Tra i numerosi convegni, incontri e laboratori che hanno animato il Terra Nuova Festival dello scorso giugno, l’appuntamento sui grani antichi è stato sicuramente uno dei più partecipati. Agricoltori, docenti universitari, medici, attivisti impegnati nella salvaguardia di vecchie sementi e consumatori si sono confrontati su un tema divenuto molto popolare negli ultimi anni.
Grani antichi e nuove consapevolezze
In coda al convegno, dialogando con il professor Stefano Benedettelli dell’Università di Firenze, e con Claudio Pozzi della Rete Semi Rurali, ci siamo trovati concordi nel riconoscere una sorta di parallelismo tra quanto accaduto venti-trent’anni fa per il biologico e il successo che attualmente sta toccando i grani antichi.
Oggi, acquisire prodotti biologici e biodinamici è diventato facile e relativamente a buon mercato. Si trovano dappertutto e in tutte le tipologie possibili. Ma la loro grande diffusione non ci è stata certo regalata.
È il frutto dell’impegno e della passione di tanti agricoltori, consumatori e ricercatori che nei primi anni ’80 hanno fatto propria la necessità di abbandonare il metodo di coltivazione convenzionale, consapevoli delle gravi ricadute sull’ambiente e sulla salute, nonché sul valore nutrizionale degli alimenti.

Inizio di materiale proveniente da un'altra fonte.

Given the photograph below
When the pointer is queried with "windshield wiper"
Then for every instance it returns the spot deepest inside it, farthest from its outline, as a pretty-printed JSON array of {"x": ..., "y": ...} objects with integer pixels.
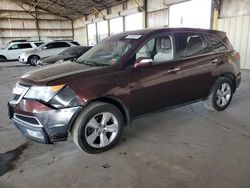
[{"x": 92, "y": 63}]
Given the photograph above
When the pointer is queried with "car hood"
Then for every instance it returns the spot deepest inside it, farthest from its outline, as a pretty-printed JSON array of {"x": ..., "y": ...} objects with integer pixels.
[
  {"x": 51, "y": 73},
  {"x": 53, "y": 59}
]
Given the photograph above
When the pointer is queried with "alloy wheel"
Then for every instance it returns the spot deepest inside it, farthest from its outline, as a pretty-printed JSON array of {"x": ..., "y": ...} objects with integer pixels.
[
  {"x": 223, "y": 94},
  {"x": 101, "y": 130}
]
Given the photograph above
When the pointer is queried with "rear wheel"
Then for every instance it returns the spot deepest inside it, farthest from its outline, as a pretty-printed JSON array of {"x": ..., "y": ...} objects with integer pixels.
[
  {"x": 98, "y": 127},
  {"x": 33, "y": 60},
  {"x": 221, "y": 95}
]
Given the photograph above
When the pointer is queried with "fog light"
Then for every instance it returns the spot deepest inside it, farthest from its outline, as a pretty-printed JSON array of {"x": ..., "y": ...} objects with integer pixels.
[{"x": 35, "y": 134}]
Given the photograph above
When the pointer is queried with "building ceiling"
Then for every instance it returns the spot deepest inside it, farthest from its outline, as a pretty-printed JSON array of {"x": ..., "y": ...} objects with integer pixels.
[{"x": 71, "y": 9}]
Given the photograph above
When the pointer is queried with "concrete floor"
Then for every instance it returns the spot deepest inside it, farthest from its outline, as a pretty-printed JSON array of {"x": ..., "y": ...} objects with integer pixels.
[{"x": 185, "y": 147}]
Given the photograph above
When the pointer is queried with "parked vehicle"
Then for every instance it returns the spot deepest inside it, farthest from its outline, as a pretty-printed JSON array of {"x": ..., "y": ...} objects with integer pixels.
[
  {"x": 70, "y": 53},
  {"x": 13, "y": 49},
  {"x": 45, "y": 50},
  {"x": 121, "y": 78}
]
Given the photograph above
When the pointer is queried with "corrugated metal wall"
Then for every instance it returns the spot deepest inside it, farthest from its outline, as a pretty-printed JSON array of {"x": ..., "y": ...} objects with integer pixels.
[{"x": 238, "y": 31}]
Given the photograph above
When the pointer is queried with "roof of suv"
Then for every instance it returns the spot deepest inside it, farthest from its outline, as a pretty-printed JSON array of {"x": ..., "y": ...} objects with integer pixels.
[{"x": 152, "y": 31}]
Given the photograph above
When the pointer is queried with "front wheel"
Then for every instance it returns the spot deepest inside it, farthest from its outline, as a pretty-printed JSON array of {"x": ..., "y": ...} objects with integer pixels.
[
  {"x": 98, "y": 127},
  {"x": 221, "y": 95},
  {"x": 33, "y": 60}
]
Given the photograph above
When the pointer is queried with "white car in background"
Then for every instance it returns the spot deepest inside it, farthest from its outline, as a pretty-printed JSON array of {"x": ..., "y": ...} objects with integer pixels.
[
  {"x": 13, "y": 49},
  {"x": 48, "y": 49}
]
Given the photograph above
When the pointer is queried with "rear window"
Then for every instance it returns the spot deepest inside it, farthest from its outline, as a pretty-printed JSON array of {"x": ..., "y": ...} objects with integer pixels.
[
  {"x": 192, "y": 44},
  {"x": 75, "y": 43},
  {"x": 217, "y": 45}
]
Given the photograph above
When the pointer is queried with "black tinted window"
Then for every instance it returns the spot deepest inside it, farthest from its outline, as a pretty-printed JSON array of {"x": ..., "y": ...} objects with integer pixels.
[
  {"x": 38, "y": 43},
  {"x": 13, "y": 47},
  {"x": 75, "y": 43},
  {"x": 192, "y": 44},
  {"x": 217, "y": 45},
  {"x": 57, "y": 45},
  {"x": 24, "y": 45},
  {"x": 61, "y": 44}
]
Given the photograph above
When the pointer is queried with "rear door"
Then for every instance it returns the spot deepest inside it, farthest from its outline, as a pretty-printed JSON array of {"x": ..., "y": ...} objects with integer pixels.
[
  {"x": 199, "y": 61},
  {"x": 158, "y": 85}
]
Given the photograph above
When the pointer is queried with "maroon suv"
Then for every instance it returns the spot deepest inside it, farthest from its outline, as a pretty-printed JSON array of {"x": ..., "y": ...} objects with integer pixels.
[{"x": 121, "y": 78}]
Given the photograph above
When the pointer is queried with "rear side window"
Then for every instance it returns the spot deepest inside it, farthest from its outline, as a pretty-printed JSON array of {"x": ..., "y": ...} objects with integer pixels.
[
  {"x": 14, "y": 47},
  {"x": 191, "y": 44},
  {"x": 57, "y": 45},
  {"x": 217, "y": 45},
  {"x": 38, "y": 43},
  {"x": 61, "y": 44},
  {"x": 24, "y": 45},
  {"x": 159, "y": 49},
  {"x": 75, "y": 43}
]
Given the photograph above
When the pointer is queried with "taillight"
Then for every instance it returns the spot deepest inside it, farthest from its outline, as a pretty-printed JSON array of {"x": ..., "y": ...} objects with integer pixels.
[{"x": 237, "y": 56}]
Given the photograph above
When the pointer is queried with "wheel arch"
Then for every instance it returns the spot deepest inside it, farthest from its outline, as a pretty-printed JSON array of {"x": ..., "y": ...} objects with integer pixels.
[{"x": 232, "y": 77}]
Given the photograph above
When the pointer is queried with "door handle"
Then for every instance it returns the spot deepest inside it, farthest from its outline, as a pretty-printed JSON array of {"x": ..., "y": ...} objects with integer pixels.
[
  {"x": 174, "y": 70},
  {"x": 214, "y": 61}
]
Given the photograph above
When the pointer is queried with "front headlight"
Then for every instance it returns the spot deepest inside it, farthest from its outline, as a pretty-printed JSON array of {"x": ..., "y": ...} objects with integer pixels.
[{"x": 44, "y": 93}]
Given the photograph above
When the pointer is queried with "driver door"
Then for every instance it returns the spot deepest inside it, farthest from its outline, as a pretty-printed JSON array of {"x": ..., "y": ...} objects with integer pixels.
[{"x": 158, "y": 85}]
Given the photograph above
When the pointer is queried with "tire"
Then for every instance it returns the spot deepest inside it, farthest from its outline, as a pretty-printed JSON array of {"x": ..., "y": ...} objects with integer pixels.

Così come l’inquinamento dell’ambiente e degli alimenti è stato la molla che ha fatto nascere il movimento per l’agricoltura biologica, oggi la pandemia della celiachia ha fatto emergere la superiorità nutrizionale delle antiche varietà di frumento. E così, come è accaduto in passato per promuovere il biologico, quando ci si è dovuti scontrare con la chiusura del mondo accademico, delle associazioni degli agricoltori e del cosiddetto “mondo scientifico”, adesso bisogna difendersi dalle bordate di coloro che sparano a zero sulla “bufala dei grani antichi”.
Ma alla fine a trionfare è sempre il buonsenso, e così come è successo per il biologico, anche la coltivazione delle antiche varietà di grano si sta diffondendo con grande successo, dalla Sicilia alla Lombardia.
Grani scartati nel dopoguerra perché poco produttivi e difficili da forzare sono tornati ad essere coltivati, arricchendo la biodiversità delle nostre campagne. Frumenti come Timilia, Solina, Saragolla, Gentil Rosso, Senatore Cappelli, Khorasan, che solo pochi anni fa rischiavano l’estinzione, sono diventati popolari e ricercati.
Anche in questo caso, la forza dei consumatori, grazie ad agricoltori coraggiosi e medici coscienziosi, è riuscita a imporsi sull’agrindustria che ai grani antichi preferisce frumenti standardizzati e iperproduttivi.
Una vittoria che dovrebbe far riflettere sui grandi risultati che si possono ottenere quando da fruitori passivi di merci diventiamo “consum-attori” consapevoli, in grado di modificare gli equilibri e i dettami di un mercato divenuto sempre più globale e impositivo.